Jean-Louis Comolli and Jean Narboni are very structuralist in nature, when it comes to thinking of film critically. They show support towards this ideology when they state that "scientific criticism has an obligation to define its field and methods. This implies awareness of its own historical and social situation, a rigorous analysis of the proposed field of study, the conditions which make the work necessary and those which make it possible, and the special function it intends to fulfill" (686). They say that their object is to "not to reflect upon what we 'want' (would like) to do, but upon what we are doing and what we can do, and this is impossible without an analysis of the present situation" (686). They speak of where this occurs, the films, and the critical function of those films.
Comolli and Narboni talk of their magazine and how they should go about writing in it. The situation they believe to be in is not to talk about pure film, but rather study the history of a film and how it is produced, manufactured, distributed, and understand. They ask "what is the film today? This is the relevant question; not, as it possibly once was: what is the cinema? We shall not be able to ask that again until a body of knowledge, of theory, has been evolved (a process to which we certainly intend to contribute) to inforrn what is at present an empty term, with a concept" (687).

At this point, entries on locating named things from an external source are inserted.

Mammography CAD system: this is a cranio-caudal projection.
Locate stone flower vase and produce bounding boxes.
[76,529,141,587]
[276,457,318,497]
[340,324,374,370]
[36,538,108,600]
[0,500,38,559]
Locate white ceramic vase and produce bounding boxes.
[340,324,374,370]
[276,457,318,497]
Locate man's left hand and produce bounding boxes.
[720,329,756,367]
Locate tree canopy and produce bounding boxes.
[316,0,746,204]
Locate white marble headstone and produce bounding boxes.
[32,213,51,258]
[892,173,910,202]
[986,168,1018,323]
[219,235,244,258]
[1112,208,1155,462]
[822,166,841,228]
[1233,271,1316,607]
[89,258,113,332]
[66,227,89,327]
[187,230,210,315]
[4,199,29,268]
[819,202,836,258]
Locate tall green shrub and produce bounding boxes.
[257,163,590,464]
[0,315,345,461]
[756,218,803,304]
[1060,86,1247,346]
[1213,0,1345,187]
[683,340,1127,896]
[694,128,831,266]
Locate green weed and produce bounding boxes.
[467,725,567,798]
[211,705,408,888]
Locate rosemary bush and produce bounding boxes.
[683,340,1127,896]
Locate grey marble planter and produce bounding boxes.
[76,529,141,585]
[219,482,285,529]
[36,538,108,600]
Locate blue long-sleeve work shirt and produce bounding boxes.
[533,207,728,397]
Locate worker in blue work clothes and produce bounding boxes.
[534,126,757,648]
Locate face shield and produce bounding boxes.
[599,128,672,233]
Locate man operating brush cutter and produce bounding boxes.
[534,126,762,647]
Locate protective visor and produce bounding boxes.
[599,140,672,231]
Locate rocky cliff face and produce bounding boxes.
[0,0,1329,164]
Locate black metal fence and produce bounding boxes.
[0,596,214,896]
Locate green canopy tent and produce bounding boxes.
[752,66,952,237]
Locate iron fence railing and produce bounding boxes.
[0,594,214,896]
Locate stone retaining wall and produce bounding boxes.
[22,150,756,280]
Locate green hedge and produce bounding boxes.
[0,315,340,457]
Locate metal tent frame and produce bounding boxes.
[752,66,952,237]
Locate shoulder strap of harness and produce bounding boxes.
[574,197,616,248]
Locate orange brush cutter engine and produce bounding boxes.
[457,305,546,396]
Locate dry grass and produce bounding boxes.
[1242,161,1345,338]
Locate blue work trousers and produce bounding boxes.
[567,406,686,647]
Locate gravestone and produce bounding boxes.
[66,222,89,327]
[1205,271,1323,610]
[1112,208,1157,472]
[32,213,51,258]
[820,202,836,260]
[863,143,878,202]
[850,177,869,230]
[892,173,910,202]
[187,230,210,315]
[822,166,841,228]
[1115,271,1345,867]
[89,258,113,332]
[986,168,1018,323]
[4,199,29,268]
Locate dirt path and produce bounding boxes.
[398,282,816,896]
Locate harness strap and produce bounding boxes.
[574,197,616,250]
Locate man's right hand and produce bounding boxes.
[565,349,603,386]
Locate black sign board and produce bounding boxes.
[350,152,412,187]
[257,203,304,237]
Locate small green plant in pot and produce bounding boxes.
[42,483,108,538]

On the idea of film, they question what it is and they come to the thought that it is somewhat a "product, manufactured within a given system of economic relations, and involving labour [Money] to produce a commodity, possessing exchange value governed by the laws if the market" (688). They also believe that it's "an ideological product of the system, which means capitalism" (688). They believe filmmakers can't change this and that criticism helps define the changes of these and what conditions those changes. They continue to state that all films are political in nature and are similar to that of literature production.